LELAND E TUPPER

LELAND E TUPPER

A man of ripe scholarship and marked executive ability, whose life has been consecrated to the work of promoting intellectual and moral advancement, there is a particular propriety in here directing attention to the life history of Leland Ellis Tupper who is the president of Hiawatha Academy. His reputation is not of a restricted order and his power as a teacher and preacher is widely recognized, having been exerted in the spirit of the deepest human sympathy and tender solicitude.

Mr. Tupper was born in Bakersfield, Vermont, March 2, 1856, and is a son of Jackson and Caroline (Parkhurst) Tupper. On the paternal side the ancestry of the family can be traced back to i66o, when representatives of the name left their English homes and sailed for America. Mr. Tupper, of this review, is of the eighth generation from the original American ancestors. His great-grandfather was a sailor on the Atlantic and his grandfather, Thomas Tupper, a native of Massachusetts, resided for many years on Cape Cod. Jackson Tupper, the father, was born in Vermont, in 1819, and he there married Miss Parkhurst, who also was a native of the Green Mountain state, a daughter of Levi Parkhurst and Laken Leland Parkhurst.

Rev. Leland E. Tupper, whose name introduces this review, spent his youth in Vermont and supplemented his preliminary education by a course in the high school and by study in Barre Academy, where he prepared for college under the noted Dr. Jacob Shedd Spaulding.

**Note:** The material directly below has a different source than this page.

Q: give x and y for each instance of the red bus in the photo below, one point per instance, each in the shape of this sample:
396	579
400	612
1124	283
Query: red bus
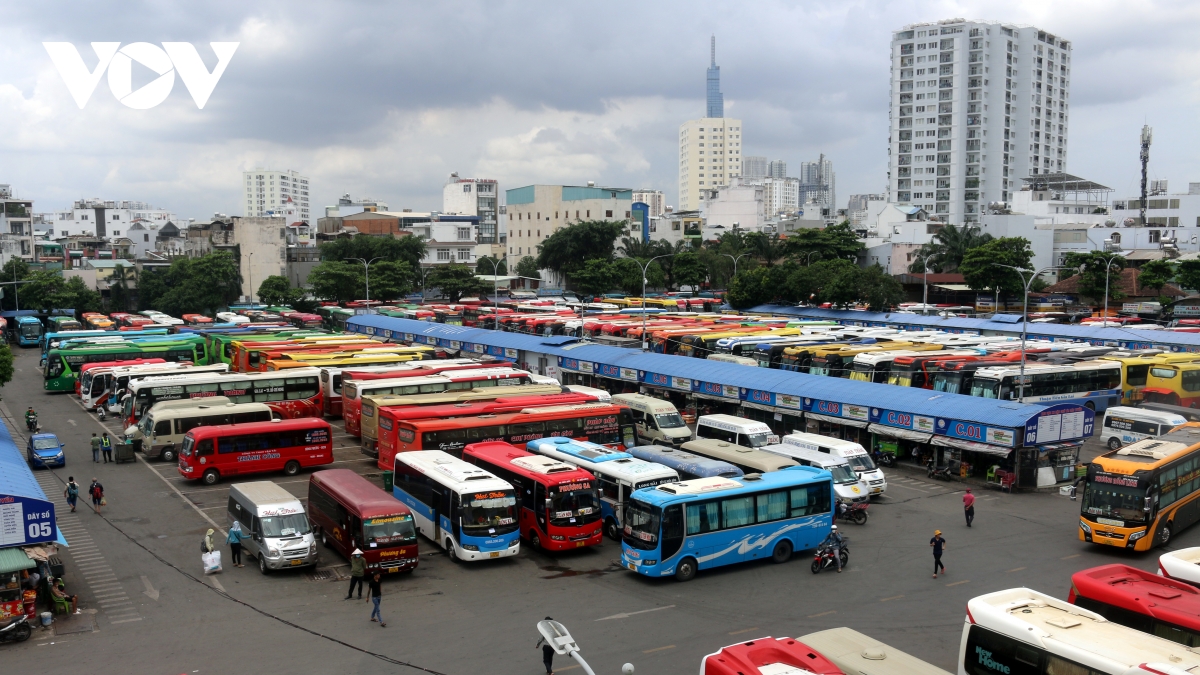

He then entered the University of Vermont, in which institution he was graduated in the class of 1880. His life work has been that of art educator and preacher, and on the completion of his college work he became the principal of the Craftsbury Academy, in Craftsbury, Vermont, where he remained for four years. He was afterward the president of Essex Classical Institute for two years, and on the expiration of that period accepted the pastorate of the Congregational church in Post Mill, Vermont, where he remained until February, 1887, when he accepted a position as teacher. Under the direction of the American Missionary Association he went to Williamsburg, Kentucky, where he remained for five years. During that time he also did considerable service in the pulpit. In 1882 he came to Hiawatha, Kansas, and has since been the principal of the Hiawatha Academy, one of the leading educational institutions in the eastern part of the state. Under his direction its standard has been greatly raised and the various work done in the school enables its graduates to enter any of the more advanced colleges in the United States.

In the year of his arrival in Hiawatha Rev. Tupper was united in marriage to Miss Alice Crane, of Northfield, Vermont, who was born and reared in that place, and is a daughter of George and Sarah (Denny) Crane. They now have one child, Lelia Evelyn, who is now seven years of age. Their beautiful home on Kickapoo street is of modern architectural design and is attractive both in external and internal appearance and is celebrated for the gracious hospitality uniformly exhibited there. Mr. Tupper has devoted his life to two of the most beneficent and humane callings to which men ever direct their energies, and his influence over the lives of others is most marked and beneficial. As a speaker he is forceful and eloquent and his every utterance rings with sincerity and conviction. A master of rhetoric, he is enabled to present his views in such a way as to entertain as well as instruct his hearers, and his earnest and impartial words reveal the deep fervor with which he is imbued in presenting the divine truth, which are thus made to appeal more strongly to those he addresses. His mind, carefully disciplined, intellectual and of broad ken, his deep perception and quick and lively sympathy, make him a power in his field of labor.